#écopoétique #03 | sauvage


Ici, pas de gazon net, ras, désherbé, rasé de frais. Pas d’allée de gravillon pavillonnaire. Pas de contour bétonné, de parpaings, de paysage empierré. Non, jardin est prairie voire friche, ses mèches rebelles du paysage, indompté. Est espace sauvage, prairie de mauvaises herbes, liserons, rumex et oxalis, pissenlits et prêles, plantain et trèfle…Les laisser monter haut, à graines, les laisser proliférer, les mellifères, les vivaces, les rustiques. Est terre d’accueil, est refuge pour mulots et hérissons, tous oiseaux chantant, pour tous insectes volant, rampant, grouillant. Et lombrics fouillant la terre au frais, bien à l’abri, dans les secrets racinaires du sous-sol.

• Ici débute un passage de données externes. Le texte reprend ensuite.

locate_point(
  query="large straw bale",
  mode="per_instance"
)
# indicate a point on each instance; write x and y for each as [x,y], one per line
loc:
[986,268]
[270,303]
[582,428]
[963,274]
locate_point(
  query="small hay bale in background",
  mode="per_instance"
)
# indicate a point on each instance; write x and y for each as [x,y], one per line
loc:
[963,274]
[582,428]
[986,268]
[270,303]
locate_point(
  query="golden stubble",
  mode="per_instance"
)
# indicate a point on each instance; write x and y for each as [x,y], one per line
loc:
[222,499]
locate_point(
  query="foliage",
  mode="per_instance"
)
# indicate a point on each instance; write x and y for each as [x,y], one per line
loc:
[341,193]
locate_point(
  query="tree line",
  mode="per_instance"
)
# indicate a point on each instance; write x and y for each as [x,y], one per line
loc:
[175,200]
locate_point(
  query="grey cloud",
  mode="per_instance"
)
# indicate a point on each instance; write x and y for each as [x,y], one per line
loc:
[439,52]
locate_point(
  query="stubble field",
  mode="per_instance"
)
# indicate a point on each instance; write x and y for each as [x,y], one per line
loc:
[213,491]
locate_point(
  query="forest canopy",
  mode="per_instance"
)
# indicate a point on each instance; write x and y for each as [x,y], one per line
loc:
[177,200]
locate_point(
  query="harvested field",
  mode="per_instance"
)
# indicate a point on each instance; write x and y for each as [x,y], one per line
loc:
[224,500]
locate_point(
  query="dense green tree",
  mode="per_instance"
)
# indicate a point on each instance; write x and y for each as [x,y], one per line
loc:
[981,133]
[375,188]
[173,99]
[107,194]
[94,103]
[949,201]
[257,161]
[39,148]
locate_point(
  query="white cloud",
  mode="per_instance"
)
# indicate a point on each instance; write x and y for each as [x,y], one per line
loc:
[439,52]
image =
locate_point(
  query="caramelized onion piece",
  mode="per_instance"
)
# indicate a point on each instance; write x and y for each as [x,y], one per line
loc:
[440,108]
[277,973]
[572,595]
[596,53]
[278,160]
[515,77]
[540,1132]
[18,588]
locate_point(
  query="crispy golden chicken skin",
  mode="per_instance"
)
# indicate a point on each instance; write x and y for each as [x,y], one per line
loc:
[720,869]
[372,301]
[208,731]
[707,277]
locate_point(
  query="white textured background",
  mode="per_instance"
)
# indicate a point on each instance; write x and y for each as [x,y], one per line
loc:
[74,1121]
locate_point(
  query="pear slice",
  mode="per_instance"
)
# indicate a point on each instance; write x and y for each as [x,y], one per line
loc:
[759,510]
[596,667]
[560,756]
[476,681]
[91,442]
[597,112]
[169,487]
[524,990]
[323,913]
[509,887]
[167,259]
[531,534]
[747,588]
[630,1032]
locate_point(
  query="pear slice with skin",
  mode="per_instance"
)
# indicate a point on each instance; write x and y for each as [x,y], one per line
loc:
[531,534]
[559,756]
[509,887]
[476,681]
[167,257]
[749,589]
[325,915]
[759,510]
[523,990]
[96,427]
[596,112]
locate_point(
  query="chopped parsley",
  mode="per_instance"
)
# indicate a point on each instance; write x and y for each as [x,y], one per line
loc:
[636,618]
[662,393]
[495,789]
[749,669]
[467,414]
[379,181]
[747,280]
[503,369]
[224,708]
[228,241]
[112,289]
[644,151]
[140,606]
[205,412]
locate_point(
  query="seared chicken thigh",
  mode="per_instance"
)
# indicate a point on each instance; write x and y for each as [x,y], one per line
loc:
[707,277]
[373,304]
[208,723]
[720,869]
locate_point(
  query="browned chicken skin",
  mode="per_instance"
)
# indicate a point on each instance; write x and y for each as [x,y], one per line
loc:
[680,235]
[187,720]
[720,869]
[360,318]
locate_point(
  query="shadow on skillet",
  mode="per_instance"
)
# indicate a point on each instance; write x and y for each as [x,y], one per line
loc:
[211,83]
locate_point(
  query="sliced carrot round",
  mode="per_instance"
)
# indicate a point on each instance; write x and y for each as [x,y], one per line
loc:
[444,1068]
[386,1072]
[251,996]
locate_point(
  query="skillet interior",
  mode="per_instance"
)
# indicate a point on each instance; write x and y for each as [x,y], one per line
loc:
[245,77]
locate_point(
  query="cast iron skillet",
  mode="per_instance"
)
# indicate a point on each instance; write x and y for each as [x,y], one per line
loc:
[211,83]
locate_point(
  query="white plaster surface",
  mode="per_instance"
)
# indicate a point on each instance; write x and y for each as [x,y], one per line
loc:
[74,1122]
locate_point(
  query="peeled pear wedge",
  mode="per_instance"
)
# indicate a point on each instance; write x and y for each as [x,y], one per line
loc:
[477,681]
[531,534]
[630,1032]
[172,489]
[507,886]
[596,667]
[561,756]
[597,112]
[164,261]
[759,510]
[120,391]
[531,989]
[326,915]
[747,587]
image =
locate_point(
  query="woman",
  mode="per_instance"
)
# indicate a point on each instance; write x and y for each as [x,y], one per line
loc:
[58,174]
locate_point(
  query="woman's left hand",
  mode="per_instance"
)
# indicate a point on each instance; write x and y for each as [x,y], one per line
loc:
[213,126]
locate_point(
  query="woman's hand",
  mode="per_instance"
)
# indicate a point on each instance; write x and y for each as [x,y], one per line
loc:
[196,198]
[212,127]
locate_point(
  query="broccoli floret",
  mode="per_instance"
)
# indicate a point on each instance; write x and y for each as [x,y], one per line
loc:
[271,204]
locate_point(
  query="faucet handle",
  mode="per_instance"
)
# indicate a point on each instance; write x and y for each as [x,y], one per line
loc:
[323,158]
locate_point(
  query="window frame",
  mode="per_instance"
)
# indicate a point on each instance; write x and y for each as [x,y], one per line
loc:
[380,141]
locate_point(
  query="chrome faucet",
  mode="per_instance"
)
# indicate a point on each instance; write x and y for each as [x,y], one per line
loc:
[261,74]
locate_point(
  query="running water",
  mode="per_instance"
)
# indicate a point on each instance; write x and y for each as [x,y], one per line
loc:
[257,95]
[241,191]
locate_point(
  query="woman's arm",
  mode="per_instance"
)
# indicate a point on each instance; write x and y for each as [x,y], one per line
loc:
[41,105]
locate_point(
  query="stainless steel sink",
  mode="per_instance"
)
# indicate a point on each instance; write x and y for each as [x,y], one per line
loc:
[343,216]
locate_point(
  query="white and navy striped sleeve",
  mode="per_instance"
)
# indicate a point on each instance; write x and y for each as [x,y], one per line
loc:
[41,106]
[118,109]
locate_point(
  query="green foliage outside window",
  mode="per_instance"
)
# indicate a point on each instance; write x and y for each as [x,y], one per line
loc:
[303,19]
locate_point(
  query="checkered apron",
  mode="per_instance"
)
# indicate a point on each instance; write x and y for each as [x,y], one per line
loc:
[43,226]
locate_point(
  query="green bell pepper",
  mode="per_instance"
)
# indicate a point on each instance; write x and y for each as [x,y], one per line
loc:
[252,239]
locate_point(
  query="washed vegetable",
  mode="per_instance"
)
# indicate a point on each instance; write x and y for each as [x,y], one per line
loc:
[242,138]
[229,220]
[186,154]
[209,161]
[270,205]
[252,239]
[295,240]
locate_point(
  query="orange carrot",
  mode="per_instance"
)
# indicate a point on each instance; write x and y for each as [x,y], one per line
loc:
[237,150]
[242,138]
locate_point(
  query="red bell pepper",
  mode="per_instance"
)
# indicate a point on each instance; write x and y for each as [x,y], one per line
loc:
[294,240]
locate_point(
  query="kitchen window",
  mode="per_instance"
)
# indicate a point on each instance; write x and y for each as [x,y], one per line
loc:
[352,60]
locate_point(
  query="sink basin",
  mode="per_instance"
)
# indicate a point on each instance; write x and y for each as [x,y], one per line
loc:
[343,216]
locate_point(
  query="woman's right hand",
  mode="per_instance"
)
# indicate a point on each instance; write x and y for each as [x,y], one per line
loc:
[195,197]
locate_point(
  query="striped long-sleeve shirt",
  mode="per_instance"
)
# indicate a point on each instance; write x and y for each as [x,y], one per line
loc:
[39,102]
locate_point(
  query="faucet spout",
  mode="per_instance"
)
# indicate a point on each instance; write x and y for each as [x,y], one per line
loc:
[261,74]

Ici est caché, tout un univers minuscule gravitant, résistant à la chaleur, au froid sous les feuilles qui tapissent, les contournant, les réduisant à l’état de détritus dont ils se nourriront et dont ils nourriront la terre. Riche l’humus, intouché. Aucun pesticide ici. Rien qui puisse tuer, rien qui n’anéantisse le vivant. Plutôt persister, plutôt poursuivre. Chacun va mourir mais à son rythme, se décomposera, fragmenté, s’ensevelissant dans le sol, le renouvelant, nutriments minéralisés, désagrégés, litière végétale. Une nourriture pour une nourriture.

A propos de Perle Vallens

Au cœur d’une Provence d’adoption, Perle Vallens écrit et photographie. Ecrire c’est explorer l’intime et le monde, porter sa voix pour toucher. Publie récits, nouvelles et poésie en revues littéraires, ouvrages collectifs et personnels (lauréate du Prix de la Nouvelle Erotique 2021, toucher à la hache au au diable vauvert). Derniers livres : peggy m. aux éditions la place et Solo aux éditions Tarmac. Touche à tout, pratique encore le caviardage, le cut up (image et/ou son), met en voix (sur soundcloud Perle Vallens ou podcasts poétiques), crée des vidéo-poèmes et montages photo-vidéo (chaîne youtube Perle Vallens). Master de création littéraire écopoétique en 2026 avec le texte de création Les Insignifiantes, également le nom d'une exposition plastique et photographique qui circule depuis fin 2024.

5 commentaires à propos de “#écopoétique #03 | sauvage”

  1. Grande précision des descriptions, l’oeil de la photographe au travail sans doute, et puis ce silence des plantes (premier texte)…

  2. « Chacun va mourir mais à son rythme »
    « Une nourriture pour une nourriture. »
    Le tableau mosaïque que vous décrivez si minutieusement devient virtuel avec les deux belles phrases qui précèdent. Tout d’un coup; on ne voit plus l’image, elle devient inaccessible et c’est le sentiment qui prend le relais. La Nature se lit en profondeur…Cela prend du temps et de l’attention visuelle, auditive et olfactive. Vous cernez bien l’enjeu. et la différence entre Nature sauvage et Nature trafiquée.

    • Merci Marie-Thérèse, c’est tout l’enjeu ici de faire la part des choses entre la nature sauvage et la domestiquée, entre celle qui disparaît au profit de celle qui reprend ses droits en quelque sorte.